2. Perawatan kendaraan dan fasilitas pendukung lebih ditingkatkan.
3. Penambahan armada untuk mengurangi penumpukan calon penumpang.
4. Peningkatan selang waktu antar bus.
5. Penambahan fasilitas seperti toilet umum.
6. Pengaturan calon penumpang.
7. Penertiban jalur busway bersama dengan aparat kepolisian.
8. Sosialisasi penertiban penumpang dan penggunaan busway.
9. Pelatihan terhadap sopir busway dan petugas lainnya.
10. Memperketat peraturan dalam antrean.
Selain masalah kebijakan busway, Pemprov DKI Jakarta guna mengatasi kemacetan juga dapat merumuskan suatu rencana yang komprehentif yang biasanya meliputi langkah-langkah sebagai berikut:
a. Peningkatan kapasitas
Salah satu langkah yang penting dalam memecahkan kemacetan adalah dengan meningkatkan kapasitas jalan/parasarana seperti: memperlebar jalan, menambah lajur lalu lintas sepanjang hal itu memungkinkan, merubah sirkulasi lalu lintas menjadi jalan satu arah, mengurangi konflik dipersimpangan melalui pembatasan arus tertentu, biasanya yang paling dominan membatasi arus belok kanan, meningkatkan kapasitas persimpangan melalui lampu lalu lintas, persimpangan tidak sebidang/flyover, mengembangkan inteligent transport sistem.
b. Keberpihakan kepada angkutan umum
Untuk meningkatkan daya dukung jaringan jalan dengan adalah mengoptimalkan kepada angkutan yang efisien dalam penggunaan ruang jalan antara lain: pengembangan jaringan pelayanan angkutan umum, pengembangan kereta api kota, yang dikenal sebagai metro di Perancis, Subway di Amerika, MRT di Singapura, subsidi langsung seperti yang diterapkan pada angkutan kota di Transjakarta, Batam ataupun Jogjakarta maupun tidak langsung melalui keringanan pajak kendaraan bermotor, bea masuk kepada angkutan umum.

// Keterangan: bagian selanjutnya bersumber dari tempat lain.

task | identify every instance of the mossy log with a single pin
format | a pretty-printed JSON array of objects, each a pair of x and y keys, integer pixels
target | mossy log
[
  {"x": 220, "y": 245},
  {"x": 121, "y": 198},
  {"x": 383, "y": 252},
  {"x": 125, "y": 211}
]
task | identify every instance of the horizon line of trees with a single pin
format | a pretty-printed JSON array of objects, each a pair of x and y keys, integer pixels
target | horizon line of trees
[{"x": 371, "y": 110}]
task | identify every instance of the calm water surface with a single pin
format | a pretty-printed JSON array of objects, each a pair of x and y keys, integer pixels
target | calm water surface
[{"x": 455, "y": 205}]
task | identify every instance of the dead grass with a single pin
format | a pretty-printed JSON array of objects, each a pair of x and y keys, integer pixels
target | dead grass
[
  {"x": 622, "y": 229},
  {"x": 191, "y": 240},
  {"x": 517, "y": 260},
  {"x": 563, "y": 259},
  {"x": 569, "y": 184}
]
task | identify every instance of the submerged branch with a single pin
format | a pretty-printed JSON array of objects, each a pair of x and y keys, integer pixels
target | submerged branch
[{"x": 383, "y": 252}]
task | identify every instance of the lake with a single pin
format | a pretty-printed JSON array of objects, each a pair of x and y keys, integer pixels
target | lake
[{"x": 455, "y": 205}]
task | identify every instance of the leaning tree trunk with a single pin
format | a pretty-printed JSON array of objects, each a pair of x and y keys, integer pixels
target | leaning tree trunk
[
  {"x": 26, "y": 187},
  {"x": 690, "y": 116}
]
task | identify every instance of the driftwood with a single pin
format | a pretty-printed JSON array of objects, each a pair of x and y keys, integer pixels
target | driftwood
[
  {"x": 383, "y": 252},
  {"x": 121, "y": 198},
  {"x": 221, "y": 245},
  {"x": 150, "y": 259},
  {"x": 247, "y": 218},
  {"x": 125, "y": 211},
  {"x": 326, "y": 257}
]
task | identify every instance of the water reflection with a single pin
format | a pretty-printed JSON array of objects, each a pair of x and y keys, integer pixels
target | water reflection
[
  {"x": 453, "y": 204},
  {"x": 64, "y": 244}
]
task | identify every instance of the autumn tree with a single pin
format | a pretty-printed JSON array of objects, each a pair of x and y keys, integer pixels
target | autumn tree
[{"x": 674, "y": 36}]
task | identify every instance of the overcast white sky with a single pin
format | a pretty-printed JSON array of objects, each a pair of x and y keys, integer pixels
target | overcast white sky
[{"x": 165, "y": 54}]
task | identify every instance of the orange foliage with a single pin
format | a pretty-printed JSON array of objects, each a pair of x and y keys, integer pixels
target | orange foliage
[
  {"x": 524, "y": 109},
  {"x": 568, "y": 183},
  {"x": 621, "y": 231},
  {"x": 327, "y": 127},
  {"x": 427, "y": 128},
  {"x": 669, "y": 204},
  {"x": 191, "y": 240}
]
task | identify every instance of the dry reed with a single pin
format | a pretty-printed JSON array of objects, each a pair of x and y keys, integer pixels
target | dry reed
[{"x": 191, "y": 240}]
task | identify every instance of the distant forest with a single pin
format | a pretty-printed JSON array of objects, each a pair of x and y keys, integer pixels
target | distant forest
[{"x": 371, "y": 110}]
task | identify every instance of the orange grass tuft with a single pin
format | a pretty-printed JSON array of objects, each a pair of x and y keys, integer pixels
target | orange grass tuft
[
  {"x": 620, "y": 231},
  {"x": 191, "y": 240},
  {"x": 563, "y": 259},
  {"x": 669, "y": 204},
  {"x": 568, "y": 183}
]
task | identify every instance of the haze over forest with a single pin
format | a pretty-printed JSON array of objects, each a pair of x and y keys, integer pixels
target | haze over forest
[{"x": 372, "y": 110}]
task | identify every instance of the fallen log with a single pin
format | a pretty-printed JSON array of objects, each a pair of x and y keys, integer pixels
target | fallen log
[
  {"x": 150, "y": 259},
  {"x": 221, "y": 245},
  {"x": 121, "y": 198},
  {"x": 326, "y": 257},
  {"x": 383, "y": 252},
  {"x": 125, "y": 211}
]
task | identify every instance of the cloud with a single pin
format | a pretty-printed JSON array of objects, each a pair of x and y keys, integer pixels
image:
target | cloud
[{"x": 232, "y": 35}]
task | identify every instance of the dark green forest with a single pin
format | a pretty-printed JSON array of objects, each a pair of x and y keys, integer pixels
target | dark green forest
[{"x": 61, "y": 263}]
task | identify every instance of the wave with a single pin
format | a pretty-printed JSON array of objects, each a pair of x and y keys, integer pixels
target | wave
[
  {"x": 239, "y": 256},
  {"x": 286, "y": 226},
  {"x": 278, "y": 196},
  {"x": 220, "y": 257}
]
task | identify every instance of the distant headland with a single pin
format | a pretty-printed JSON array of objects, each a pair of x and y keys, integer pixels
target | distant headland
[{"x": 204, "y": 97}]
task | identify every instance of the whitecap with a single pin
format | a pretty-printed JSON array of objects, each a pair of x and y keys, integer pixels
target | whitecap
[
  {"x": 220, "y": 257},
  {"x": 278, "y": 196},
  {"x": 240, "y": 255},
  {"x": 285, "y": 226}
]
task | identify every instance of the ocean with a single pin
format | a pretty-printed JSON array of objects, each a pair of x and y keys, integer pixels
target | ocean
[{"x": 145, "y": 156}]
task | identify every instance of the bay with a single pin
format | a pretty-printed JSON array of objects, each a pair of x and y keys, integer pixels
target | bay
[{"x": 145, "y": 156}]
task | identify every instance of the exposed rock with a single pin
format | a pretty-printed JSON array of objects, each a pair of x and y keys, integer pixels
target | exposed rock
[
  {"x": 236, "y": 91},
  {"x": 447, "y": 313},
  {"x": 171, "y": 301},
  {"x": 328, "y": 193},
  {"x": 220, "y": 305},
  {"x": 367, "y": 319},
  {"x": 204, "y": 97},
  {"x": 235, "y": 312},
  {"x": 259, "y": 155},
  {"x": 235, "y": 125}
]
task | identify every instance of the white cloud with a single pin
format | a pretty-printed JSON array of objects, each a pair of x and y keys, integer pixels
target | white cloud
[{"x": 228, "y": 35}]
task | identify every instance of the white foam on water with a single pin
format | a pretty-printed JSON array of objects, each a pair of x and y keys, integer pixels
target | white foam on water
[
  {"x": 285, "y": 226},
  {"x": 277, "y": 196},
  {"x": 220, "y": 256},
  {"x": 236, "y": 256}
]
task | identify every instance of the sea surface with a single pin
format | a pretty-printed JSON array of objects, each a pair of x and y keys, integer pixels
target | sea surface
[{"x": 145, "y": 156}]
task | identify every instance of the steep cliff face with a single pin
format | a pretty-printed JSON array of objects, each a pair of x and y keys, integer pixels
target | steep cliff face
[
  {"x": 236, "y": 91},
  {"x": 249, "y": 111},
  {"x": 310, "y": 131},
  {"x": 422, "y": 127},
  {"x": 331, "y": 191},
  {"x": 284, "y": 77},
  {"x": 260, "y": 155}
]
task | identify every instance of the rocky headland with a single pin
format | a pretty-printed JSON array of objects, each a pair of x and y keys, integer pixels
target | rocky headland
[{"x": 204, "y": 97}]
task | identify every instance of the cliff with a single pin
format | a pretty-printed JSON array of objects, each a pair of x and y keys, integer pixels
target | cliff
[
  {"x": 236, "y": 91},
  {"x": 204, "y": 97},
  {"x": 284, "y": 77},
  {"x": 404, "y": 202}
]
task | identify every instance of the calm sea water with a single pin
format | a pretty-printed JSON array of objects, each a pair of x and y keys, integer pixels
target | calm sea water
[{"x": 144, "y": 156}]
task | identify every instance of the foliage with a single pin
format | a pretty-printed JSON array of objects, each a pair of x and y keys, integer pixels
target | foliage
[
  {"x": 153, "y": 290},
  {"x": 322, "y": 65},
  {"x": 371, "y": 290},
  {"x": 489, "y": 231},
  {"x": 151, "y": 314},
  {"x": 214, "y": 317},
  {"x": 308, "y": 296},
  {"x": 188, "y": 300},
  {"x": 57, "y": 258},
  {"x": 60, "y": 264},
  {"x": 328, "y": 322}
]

c. Pembatasan kendaraan pribadi
Langkah ini biasanya tidak populer tetapi bila kemacetan semakin parah harus dilakukan manajemen lalu lintas yang lebih ekstrim sebagai berikut:
- Pembatasan penggunaan kendaraan pribadi menuju suatu kawasan tertentu seperti yang direncanakan akan diterapkan di Jakarta melalui Electronic Road Pricing (ERP). ERP berhasil dengan sangat sukses di Singapura, London, Stokholm. Bentuk lain dengan penerapan kebijakan parkir yang dapat dilakukan dengan penerapan tarip parkir yang tinggi di kawasan yang akan dibatasi lalu lintasnya, ataupun pembatasan penyediaan ruang parkir dikawasan yang akan dibatasi lalu lintasnya,
- Pembatasan pemilikan kendaraan pribadi melalui peningkatan biaya pemilikan kendaraan, pajak bahan bakar, pajak kendaraan bermotor, bea masuk yang tinggi.
- Pembatasan lalu lintas tertentu memasuki kawasan atau jalan tertentu, seperti diterapkan di Jakarta yang dikenal sebagai kawasan 3 in 1 atau contoh lain pembatasan sepeda motor masuk jalan tol, pembatasan mobil pribadi masuk jalur busway.
KESIMPULAN
Setiap kebijakan yang diambil oleh pemerintah akan diikuti oleh kebijakan-kebijakan lain sebagai pendukung kebijakan utama, dalam hal ini yang menjadi kebijakan utama adalah “kebijakan mengatasi kemacetan Jakarta” diikuti oleh kebijakan three in one, pembatasan kendaraan dan lain lain yang berkaitan dengan cara mengatasi kemacetan.
Menjawab masalah kemacetan di DKI Jakarta, pemerintah provinsi mengeluarkan kebijakan busway. Meskipun di sana-sini kebijakan tersebut masih menuai pujian sekaligus kritik. Namun pada dasarnya kebijakan busway sudah dapat dinilai efektif meskipun kebijakan dimaksud masih perlu disempurnakan sehingga masalah tranportasi dan kemacetan dapat diatasi secara lebih komprehensif.